Your dog finds the kind of roughage we find in grains, vegetables and fruit quite taxing on their digestive processes, giving them quite the workout.
Because of this, a dog needs comparatively little corn to get by – maybe a handful a day, and certainly no more than a corn on the cob’s worth every couple of days.
Granted, every dog is an individual, and you’re by all means free to experiment with how much or how little to give your dog here.
However, definitely make sure not to overdo it, as your dog could get a bit of a belly ache – as well as fill up on a kind of food that doesn’t do as much for them, nutritionally, as their more mainstream meals do.
It’s worth noting also that corn for dogs is best enjoyed free of additives, extra flavours, salts, sugars and the like.
Dogs have tolerance of these things we add to our food too enhance the flavour that’s far and away lower than our own.
Likewise, the sheer amount of sugar in something like candy corn means that this is one thing that’s likely not wise to give to your pooch.
You should also entirely avoid giving your dog the cob of corn itself – it’s a stocky, robust thing with no nutritional value, but plenty of potential to choke a hungry dog eating it too fast, or even clog up their intestines.
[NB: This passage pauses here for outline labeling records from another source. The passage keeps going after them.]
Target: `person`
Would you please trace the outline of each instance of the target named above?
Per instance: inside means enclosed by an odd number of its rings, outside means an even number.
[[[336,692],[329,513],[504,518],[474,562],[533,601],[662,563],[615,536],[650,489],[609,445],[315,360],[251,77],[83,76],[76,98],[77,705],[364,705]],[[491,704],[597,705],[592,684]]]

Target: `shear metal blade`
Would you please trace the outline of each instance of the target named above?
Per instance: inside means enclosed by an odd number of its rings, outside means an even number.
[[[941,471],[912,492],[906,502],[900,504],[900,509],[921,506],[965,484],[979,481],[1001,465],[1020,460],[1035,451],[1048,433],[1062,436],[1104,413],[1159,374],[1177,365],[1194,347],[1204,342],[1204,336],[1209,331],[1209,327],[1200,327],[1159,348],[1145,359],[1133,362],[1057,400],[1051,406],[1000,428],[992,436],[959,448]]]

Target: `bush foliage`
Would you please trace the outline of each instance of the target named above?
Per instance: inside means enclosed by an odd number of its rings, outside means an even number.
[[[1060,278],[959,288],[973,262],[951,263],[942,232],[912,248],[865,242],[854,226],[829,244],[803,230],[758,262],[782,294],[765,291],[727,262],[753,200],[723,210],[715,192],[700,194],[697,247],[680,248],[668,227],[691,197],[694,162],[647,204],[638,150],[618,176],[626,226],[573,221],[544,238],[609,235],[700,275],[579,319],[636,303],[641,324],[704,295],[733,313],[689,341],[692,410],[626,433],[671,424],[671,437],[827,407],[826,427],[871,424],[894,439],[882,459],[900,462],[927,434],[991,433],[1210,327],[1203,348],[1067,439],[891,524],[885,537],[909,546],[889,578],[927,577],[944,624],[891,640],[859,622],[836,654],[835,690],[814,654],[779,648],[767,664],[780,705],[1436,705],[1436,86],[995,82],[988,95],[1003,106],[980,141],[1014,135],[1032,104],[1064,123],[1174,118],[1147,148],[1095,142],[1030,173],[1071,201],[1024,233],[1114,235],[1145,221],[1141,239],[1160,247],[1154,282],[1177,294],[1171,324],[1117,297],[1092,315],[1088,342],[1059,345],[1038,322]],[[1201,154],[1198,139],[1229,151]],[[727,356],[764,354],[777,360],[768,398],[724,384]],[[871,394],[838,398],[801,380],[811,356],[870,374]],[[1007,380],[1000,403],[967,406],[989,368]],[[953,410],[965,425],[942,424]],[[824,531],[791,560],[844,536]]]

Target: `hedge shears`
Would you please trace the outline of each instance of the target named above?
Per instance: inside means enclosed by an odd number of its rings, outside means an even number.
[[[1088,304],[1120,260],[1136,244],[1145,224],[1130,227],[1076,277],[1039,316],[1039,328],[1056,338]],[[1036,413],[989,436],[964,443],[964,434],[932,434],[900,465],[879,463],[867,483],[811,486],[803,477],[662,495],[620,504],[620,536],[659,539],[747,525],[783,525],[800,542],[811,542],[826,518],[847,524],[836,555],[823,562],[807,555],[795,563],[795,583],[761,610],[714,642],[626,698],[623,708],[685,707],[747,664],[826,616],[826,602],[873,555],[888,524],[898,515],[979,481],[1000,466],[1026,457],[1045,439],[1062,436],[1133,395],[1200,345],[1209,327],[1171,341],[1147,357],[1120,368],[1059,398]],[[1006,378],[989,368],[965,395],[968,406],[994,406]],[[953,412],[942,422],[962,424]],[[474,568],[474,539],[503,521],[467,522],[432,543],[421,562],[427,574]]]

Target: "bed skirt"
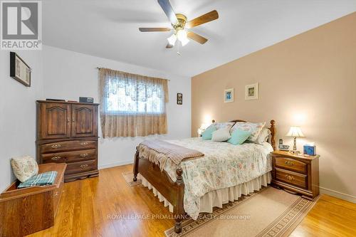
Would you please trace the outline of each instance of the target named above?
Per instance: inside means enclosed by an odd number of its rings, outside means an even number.
[[[173,212],[173,206],[146,179],[138,174],[142,181],[142,185],[152,190],[155,196],[163,201],[164,206],[169,206],[169,211]],[[222,205],[237,200],[241,195],[248,195],[261,189],[262,186],[267,186],[271,184],[272,176],[271,172],[266,173],[248,182],[234,186],[229,188],[221,189],[209,191],[200,198],[200,212],[212,213],[213,207],[222,208]]]

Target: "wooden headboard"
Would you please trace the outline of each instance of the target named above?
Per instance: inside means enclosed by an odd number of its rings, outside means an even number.
[[[211,121],[213,123],[215,122],[215,120]],[[245,120],[234,120],[230,121],[230,122],[246,122]],[[271,131],[271,141],[270,142],[271,144],[272,145],[272,147],[273,148],[273,150],[276,150],[276,139],[275,139],[275,136],[276,136],[276,132],[277,132],[277,130],[276,129],[276,121],[272,120],[270,121],[271,122],[271,127],[268,127],[269,130]]]

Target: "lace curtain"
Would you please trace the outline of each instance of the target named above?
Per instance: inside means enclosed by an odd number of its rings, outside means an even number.
[[[103,137],[167,133],[167,80],[99,69]]]

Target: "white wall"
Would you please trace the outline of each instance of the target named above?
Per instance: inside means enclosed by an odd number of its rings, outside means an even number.
[[[10,77],[10,53],[0,51],[0,191],[14,179],[14,157],[35,157],[36,100],[42,97],[42,51],[16,51],[33,69],[31,85]]]
[[[44,94],[43,99],[56,98],[78,101],[80,96],[93,97],[99,102],[96,67],[170,79],[168,83],[168,134],[162,139],[190,137],[191,81],[184,78],[140,66],[98,58],[51,46],[43,49]],[[120,53],[120,52],[117,52]],[[177,93],[183,93],[183,105],[177,105]],[[99,122],[100,124],[100,122]],[[100,127],[100,126],[99,126]],[[99,136],[102,137],[101,128]],[[99,139],[99,168],[133,162],[135,147],[145,137]]]

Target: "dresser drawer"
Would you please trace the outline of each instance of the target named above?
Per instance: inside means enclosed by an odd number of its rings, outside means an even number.
[[[308,177],[305,174],[300,174],[291,172],[286,169],[276,168],[276,179],[305,189],[308,189],[307,178]]]
[[[302,162],[286,157],[275,157],[276,167],[296,172],[301,174],[308,174],[308,165]]]
[[[43,144],[39,146],[40,154],[53,153],[68,150],[95,149],[96,141],[75,140]]]
[[[98,169],[96,160],[68,163],[65,174],[78,174]]]
[[[80,162],[96,159],[96,149],[42,154],[40,157],[43,163]]]

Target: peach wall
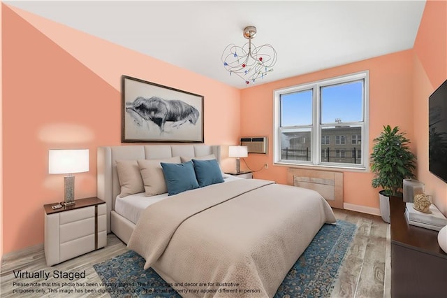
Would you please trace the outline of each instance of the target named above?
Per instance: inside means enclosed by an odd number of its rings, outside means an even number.
[[[3,253],[43,243],[43,205],[63,199],[49,149],[89,149],[75,198],[96,195],[96,148],[121,143],[122,74],[204,95],[205,143],[237,141],[239,90],[1,6]]]
[[[413,57],[414,134],[418,177],[425,192],[447,216],[447,183],[428,171],[428,97],[447,79],[447,1],[425,4]]]
[[[413,139],[411,57],[412,51],[405,50],[243,90],[241,135],[268,136],[270,141],[268,155],[250,155],[247,158],[252,169],[261,168],[264,163],[270,165],[268,169],[256,173],[255,176],[286,183],[287,168],[272,166],[272,123],[273,91],[287,86],[369,70],[370,148],[372,139],[380,134],[386,125],[399,126],[410,139]],[[374,190],[371,186],[372,174],[353,171],[344,173],[344,202],[379,208],[378,190]]]
[[[1,15],[2,5],[0,5],[0,15]],[[3,22],[0,22],[0,32]],[[2,52],[3,39],[0,38],[0,57]],[[2,69],[3,59],[0,59],[0,69]],[[3,71],[0,72],[0,262],[3,259]],[[1,263],[0,263],[1,264]]]

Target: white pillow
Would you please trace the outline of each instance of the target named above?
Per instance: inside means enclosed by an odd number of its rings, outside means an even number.
[[[118,180],[121,185],[120,197],[145,191],[145,185],[136,160],[117,160]]]
[[[168,192],[166,181],[160,162],[179,164],[180,157],[162,159],[141,159],[137,161],[144,184],[144,191],[148,197]]]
If your dog is eating corn on the cob, but especially the cob and all, it’s best to seek the attention of a vet as soon as possible to avoid any dangers.
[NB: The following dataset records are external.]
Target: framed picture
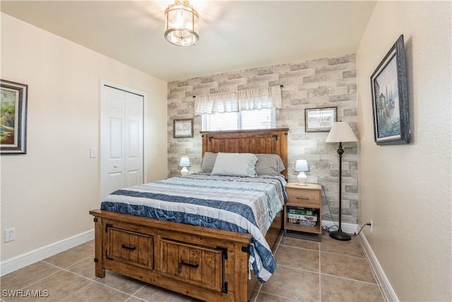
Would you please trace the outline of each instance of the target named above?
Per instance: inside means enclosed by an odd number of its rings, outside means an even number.
[[[403,35],[370,77],[374,136],[377,145],[410,143]]]
[[[28,86],[0,81],[0,153],[25,154]]]
[[[304,131],[327,132],[338,118],[338,108],[311,108],[304,110]]]
[[[173,137],[193,137],[193,119],[174,120]]]

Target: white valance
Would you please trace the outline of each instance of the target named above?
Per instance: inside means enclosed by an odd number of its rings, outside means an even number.
[[[195,114],[237,112],[263,108],[281,108],[280,86],[263,89],[251,89],[208,95],[196,95]]]

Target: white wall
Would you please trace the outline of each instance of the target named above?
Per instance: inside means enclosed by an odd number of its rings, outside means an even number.
[[[451,301],[451,1],[378,1],[357,52],[359,222],[400,301]],[[370,76],[405,37],[412,142],[374,142]]]
[[[3,13],[1,42],[1,79],[28,85],[27,154],[1,156],[3,262],[93,228],[101,79],[147,93],[148,180],[166,178],[167,84]]]

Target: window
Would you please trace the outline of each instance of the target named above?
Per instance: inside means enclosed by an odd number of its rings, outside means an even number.
[[[203,115],[201,127],[203,131],[275,128],[275,110],[273,108]]]

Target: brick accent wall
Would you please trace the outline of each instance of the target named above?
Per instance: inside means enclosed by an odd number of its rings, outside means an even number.
[[[319,59],[297,64],[228,72],[168,83],[168,177],[180,175],[179,160],[190,158],[191,172],[201,170],[201,116],[194,116],[194,95],[208,95],[283,85],[282,108],[276,110],[276,127],[288,127],[288,178],[297,181],[295,160],[306,158],[311,179],[317,178],[326,193],[322,219],[338,223],[339,194],[338,144],[325,143],[328,132],[306,132],[304,110],[338,108],[338,120],[346,121],[358,137],[355,55]],[[174,119],[194,119],[194,137],[173,138]],[[358,143],[343,143],[342,221],[357,223]]]

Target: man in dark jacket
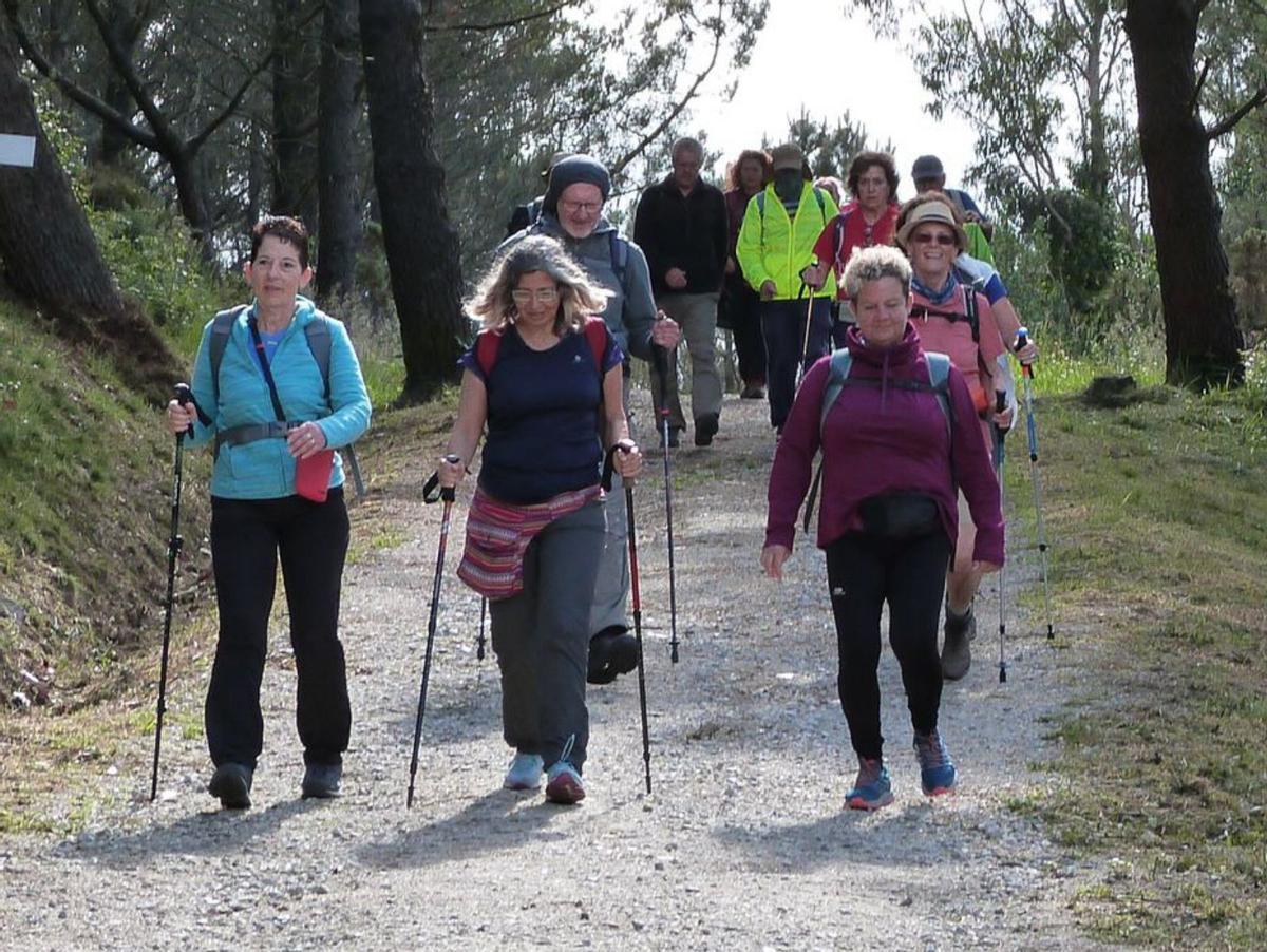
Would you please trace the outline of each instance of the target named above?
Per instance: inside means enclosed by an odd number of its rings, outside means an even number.
[[[696,446],[708,446],[721,418],[721,376],[715,361],[717,299],[726,272],[726,200],[701,180],[704,149],[696,139],[673,143],[673,172],[642,192],[634,241],[646,254],[656,305],[682,328],[691,353],[691,410]],[[656,406],[668,406],[670,446],[685,429],[675,362],[665,379],[651,376]]]

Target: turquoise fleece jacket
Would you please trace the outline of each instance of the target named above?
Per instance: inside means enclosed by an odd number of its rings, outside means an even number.
[[[194,424],[190,443],[196,446],[243,423],[271,423],[277,419],[269,398],[260,361],[251,343],[247,319],[255,303],[233,322],[224,358],[220,362],[219,399],[212,381],[209,341],[212,322],[203,328],[191,384],[194,400],[212,423]],[[329,323],[329,403],[321,367],[308,347],[304,325],[313,320]],[[342,323],[322,314],[307,298],[295,298],[295,318],[272,356],[272,379],[286,419],[293,423],[315,420],[326,434],[326,446],[337,449],[365,433],[370,425],[370,395],[361,379],[352,342]],[[334,454],[331,487],[343,485],[343,461]],[[295,492],[295,461],[285,439],[260,439],[242,446],[220,447],[212,471],[212,495],[224,499],[279,499]]]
What to do if your dog eats corn
Unless your dog has expressly eaten the cob of some corn, there’s no reason why you should panic if your dog eats corn without your offering it or initially realising.
Our pets are often remarkably gifted at getting to treats they’re not supposed to have – or begging for scraps from visitors who don’t know any better through having any pets of their own.
Corn’s nutritional value means that it’s going to do no harm if fed to your dog, but if your pup chooses to overindulge in corn through his or her own initiative, you should at least watch that they don’t begin to choke or throw up.
If your dog becomes poorly through eating corn, it’ll be little more than an upset tummy – you might find your dog becomes a bit lacking in energy, and wants to lie down while his or her belly gurgles and sorts out what’s coming through.
You might be worried your dog has eaten the cob of some corn without your realising – perhaps you notice it’s missing from the garbage far too late, and are really concerned that your dog has eaten it and is going to suffer for it.
Calling your vet is a good first step, but you want to be certain your dog has eaten the cob of some corn first. Look for signs of sudden energy dips, or very intense dehydration – even vomiting over and over as they try and clear what has likely become an internal blockage.
Moreover, do your utmost not to panic. Your dog considers you his or her master, after all, and that means that if he or she sees you panicking about something they’ve done, they’re that much more likely to follow suit.
As you likely already know, getting overexcited in a time of risk only puts them in more danger – be calm and patient as you work to soothe and help your pet.
It’s surprisingly likely that your dog has been, in some way, eating corn for as long as he or she has been part of your family – you just never quite realised it.
Corn is such an important cereal in our dietary habits today that its nutritional values – protein, good carbs, vitamins and more – have all been put to good work boosting your dog’s health.
Yet if you’re feeding your dog corn directly, recognise that you need only a very small amount of it in their meals to really make a positive difference.
And as for corn on the cob, never let that central part itself enter your dog’s digestive system – it poses a serious risk of blocking them up and causing distress.